Lansia rentan terpapar virus Covid-19 ini karena seiring pertambahan usia, tubuh akan mengalami berbagai penurunan akibat proses penuaan, mulai dari menurunnya produksi pigmen warna rambut, produksi hormon, kekenyalan kulit, massa otot, kepadatan tulang, kekuatan gigi, hingga fungsi organ-organ tubuh. Sistem imun sebagai pelindung tubuh pun tidak bekerja sekuat ketika masih muda. Inilah alasan mengapa orang lanjut usia (lansia) rentan terserang berbagai penyakit, termasuk Covid-19 yang disebabkan oleh virus Corona.

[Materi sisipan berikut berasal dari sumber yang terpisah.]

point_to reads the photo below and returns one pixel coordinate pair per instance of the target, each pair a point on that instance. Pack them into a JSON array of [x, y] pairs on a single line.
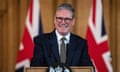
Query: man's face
[[63, 21]]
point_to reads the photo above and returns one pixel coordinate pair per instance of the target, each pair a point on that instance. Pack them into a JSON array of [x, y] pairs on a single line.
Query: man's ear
[[73, 21]]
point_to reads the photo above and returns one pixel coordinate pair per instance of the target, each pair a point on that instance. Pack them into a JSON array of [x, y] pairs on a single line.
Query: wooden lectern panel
[[74, 69]]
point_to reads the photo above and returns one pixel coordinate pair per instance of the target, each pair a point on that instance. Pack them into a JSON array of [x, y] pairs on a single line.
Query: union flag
[[31, 30], [98, 40]]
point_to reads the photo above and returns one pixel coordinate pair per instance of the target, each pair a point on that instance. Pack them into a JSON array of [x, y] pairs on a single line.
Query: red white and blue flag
[[32, 29], [98, 40]]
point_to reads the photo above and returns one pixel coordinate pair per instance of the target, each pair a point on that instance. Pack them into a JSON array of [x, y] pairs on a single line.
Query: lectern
[[44, 69]]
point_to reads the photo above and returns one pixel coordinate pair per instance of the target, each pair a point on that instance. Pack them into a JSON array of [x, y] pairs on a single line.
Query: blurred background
[[12, 21]]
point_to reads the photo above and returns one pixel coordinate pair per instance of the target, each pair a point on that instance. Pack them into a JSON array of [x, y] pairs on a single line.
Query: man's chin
[[63, 33]]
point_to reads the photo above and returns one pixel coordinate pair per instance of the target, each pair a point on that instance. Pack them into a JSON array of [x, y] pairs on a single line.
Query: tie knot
[[63, 38]]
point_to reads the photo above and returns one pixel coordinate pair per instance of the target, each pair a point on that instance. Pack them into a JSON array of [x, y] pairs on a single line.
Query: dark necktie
[[63, 50]]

Selain itu, tidak sedikit lansia yang memiliki penyakit kronis, seperti penyakit jantung, diabetes, asma, atau kanker. Hal ini bisa meningkatkan risiko atau bahaya infeksi virus Corona. Komplikasi yang timbul akibat Covid-19 juga akan lebih parah bila penderitanya sudah memiliki penyakit-penyakit tersebut. Bukan hanya menyebabkan gangguan pada paru-paru, infeksi virus Corona juga bisa menurunkan fungsi organ-organ tubuh lainnya, sehingga kondisi penyakit kronis yang sudah dimiliki penderita akan semakin parah, bahkan sampai mengakibatkan kematian.

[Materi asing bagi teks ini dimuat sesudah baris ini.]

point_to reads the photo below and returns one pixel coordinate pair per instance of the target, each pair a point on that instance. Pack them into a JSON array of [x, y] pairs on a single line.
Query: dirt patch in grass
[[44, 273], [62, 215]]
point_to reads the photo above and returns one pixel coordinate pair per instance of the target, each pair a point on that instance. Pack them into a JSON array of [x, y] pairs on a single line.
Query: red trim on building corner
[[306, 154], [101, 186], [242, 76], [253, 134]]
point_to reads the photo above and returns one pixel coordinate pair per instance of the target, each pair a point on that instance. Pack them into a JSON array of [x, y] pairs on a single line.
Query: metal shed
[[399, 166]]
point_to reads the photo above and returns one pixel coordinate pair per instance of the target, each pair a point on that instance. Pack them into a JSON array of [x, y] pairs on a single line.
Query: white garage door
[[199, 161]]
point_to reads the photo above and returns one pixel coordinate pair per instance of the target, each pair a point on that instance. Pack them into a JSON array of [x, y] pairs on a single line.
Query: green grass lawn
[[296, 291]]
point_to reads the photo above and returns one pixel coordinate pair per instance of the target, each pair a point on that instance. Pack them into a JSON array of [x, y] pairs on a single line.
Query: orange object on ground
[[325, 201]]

Lansia juga merasa kehilangan kehidupan normal, akibat perubahan yang mendadak. Mereka tidak bisa lagi untuk sekadar bertatap muka dengan teman-teman, yang mungkin selama ini jadi satu di antara mereka mengisi waktu. Terbatasnya aktivitas akibat karantina mandiri juga berpotensi membuat para lansia merasakan gangguan kesehatan mental, seperti kesepian. Di sisi lain, lantaran perbedaan generasi, terkadang kaum lansia sulit untuk bisa mencerna beberapa himbauan yang diberikan pemerintah terkait upaya menjaga diri agar tidak terpapar virus corona.

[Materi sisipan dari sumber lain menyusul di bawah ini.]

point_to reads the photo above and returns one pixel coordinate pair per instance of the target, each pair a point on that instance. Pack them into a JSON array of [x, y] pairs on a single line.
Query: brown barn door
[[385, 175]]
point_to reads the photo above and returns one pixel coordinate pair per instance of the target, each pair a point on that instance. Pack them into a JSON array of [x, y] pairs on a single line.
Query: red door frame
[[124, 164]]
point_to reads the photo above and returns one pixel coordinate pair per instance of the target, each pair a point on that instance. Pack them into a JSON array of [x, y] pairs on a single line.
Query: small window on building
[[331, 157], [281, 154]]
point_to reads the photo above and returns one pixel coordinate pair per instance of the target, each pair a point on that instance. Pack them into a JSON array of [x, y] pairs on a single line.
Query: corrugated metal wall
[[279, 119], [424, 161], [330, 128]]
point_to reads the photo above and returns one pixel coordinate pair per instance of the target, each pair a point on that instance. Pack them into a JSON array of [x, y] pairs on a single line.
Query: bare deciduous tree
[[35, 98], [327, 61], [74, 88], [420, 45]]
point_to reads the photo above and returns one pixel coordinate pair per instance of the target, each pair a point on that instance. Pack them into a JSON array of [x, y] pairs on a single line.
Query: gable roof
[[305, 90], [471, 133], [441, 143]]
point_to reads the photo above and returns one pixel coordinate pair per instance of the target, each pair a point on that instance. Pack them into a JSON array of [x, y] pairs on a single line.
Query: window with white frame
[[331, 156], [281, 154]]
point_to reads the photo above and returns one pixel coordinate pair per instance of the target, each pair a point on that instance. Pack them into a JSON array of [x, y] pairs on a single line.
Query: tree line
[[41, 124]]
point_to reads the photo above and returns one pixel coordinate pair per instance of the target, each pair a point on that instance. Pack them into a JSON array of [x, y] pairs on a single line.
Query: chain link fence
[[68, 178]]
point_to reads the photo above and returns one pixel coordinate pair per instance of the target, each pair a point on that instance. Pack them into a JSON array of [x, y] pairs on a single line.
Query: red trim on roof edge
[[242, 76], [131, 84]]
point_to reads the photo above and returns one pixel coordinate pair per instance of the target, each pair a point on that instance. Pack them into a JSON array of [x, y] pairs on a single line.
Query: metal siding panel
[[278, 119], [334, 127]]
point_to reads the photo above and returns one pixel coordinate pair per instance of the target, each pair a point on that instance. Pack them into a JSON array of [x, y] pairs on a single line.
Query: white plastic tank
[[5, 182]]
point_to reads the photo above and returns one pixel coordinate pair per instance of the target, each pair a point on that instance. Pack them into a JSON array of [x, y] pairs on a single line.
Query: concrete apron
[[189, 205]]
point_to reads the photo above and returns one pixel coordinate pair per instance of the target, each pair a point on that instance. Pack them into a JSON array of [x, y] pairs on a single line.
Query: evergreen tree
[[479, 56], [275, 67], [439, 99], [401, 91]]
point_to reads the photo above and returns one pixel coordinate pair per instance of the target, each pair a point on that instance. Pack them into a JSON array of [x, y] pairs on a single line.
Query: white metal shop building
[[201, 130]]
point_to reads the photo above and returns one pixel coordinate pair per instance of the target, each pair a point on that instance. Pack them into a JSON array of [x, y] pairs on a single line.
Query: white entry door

Itulah mengapa kehadiran generasi yang lebih muda sangat diharapkan untuk bisa memberikan pemahaman kepada para lansia, orang tua maupun kakek dan nenek kita, seputar situasi yang terjadi saat ini. Tentunya kita juga tidak ingin orang tua, kakek dan nenek tercinta tertular virus corona, bukan? Virus Corona awalnya ditularkan dari hewan ke manusia. Virus ini juga bisa menular dari manusia ke manusia lewat percikan air liur penderitanya. Lalu, bagaimana cara melindungi lansia dari paparan virus corona?

Ada beberapa langkah yang bisa dilakukan lansia untuk melindungi diri dari penularan virus yang sedang mewabah ini, antara lain:

  • Mencuci tangan secara teratur dengan air mengalir dan sabun atau hand sanitizer dengan kandungan alkohol minimal 60%
  • Menggunakan masker saat sedang sakit
  • Menghindari kontak dengan orang yang sakit
  • Pastikan mereka tetap berada di rumah, kecuali dalam keadaan terpaksa harus menemui dokter di rumah sakit. Usahakan untuk urusan belanja dilakukan oleh anggota keluarga lain.
  • Menghindari pergi ke tempat-tempat yang ramai, seperti pusat perbelanjaan, terminal, atau stasiun
  • Tidak menyentuh mata, hidung, dan mulut sebelum mencuci tangan
  • Mengonsumsi obat secara rutin untuk penyakit yang diderita
  • Mengunjungi dokter untuk kontrol sesuai jadwal
  • Awasi dan obati masalah tidur
  • Jaga agar tetap aktif secara fisik dengan melakukan aktivitas yang ringan dan menjaga kebersihan tubuh
  • Jika tinggal di rumah yang berbeda dari orang tua, kakek dan nenek, sebaiknya jangan mengunjungi mereka untuk sementara waktu. Termasuk jangan melakukan aktivitas pulang kampung untuk saat ini. Sebab siapa saja, termasuk kita dapat menjadi pembawa virus (virus carrier). Namun, jika tinggal bersama mereka dalam satu rumah, pastikan saat melakukan aktivitas di rumah dapat menjaga jarak maksimal. Usahakan menggunakan barang, serta tempat tidur yang terpisah.

·       Hal yang harus diperhatikan kembali adalah, ada baiknya jika orang tua tidak bersentuhan, berinterkasi dekat, salaman, dan berpelukan dengan anggota keluarga lain. Pasalnya, siapa saja dapat berpotensi sebagai pembawa virus.

·       Cek kelengkapan persediaan obat dan vitamin di rumah. Pastikan orang tua, kakek, dan nenek, makan makanan yang bergizi. 

 

Sistem imun yang sudah melemah ditambah adanya penyakit kronis dapat meningkatkan risiko Covid-19 pada lansia, baik risiko terjadinya infeksi virus Corona maupun risiko virus ini untuk menimbulkan gangguan yang parah, bahkan kematian. Oleh karena itu, pencegahan virus Corona pada lansia perlu dilakukan lebih ketat dan perawatan di rumah  pun perlu lebih diperhatikan. Orang lanjut usia yang mengalami demam dengan batuk, pilek, atau sesak napas perlu segera diperiksakan ke dokter, terutama bila sudah memiliki penyakit kronis.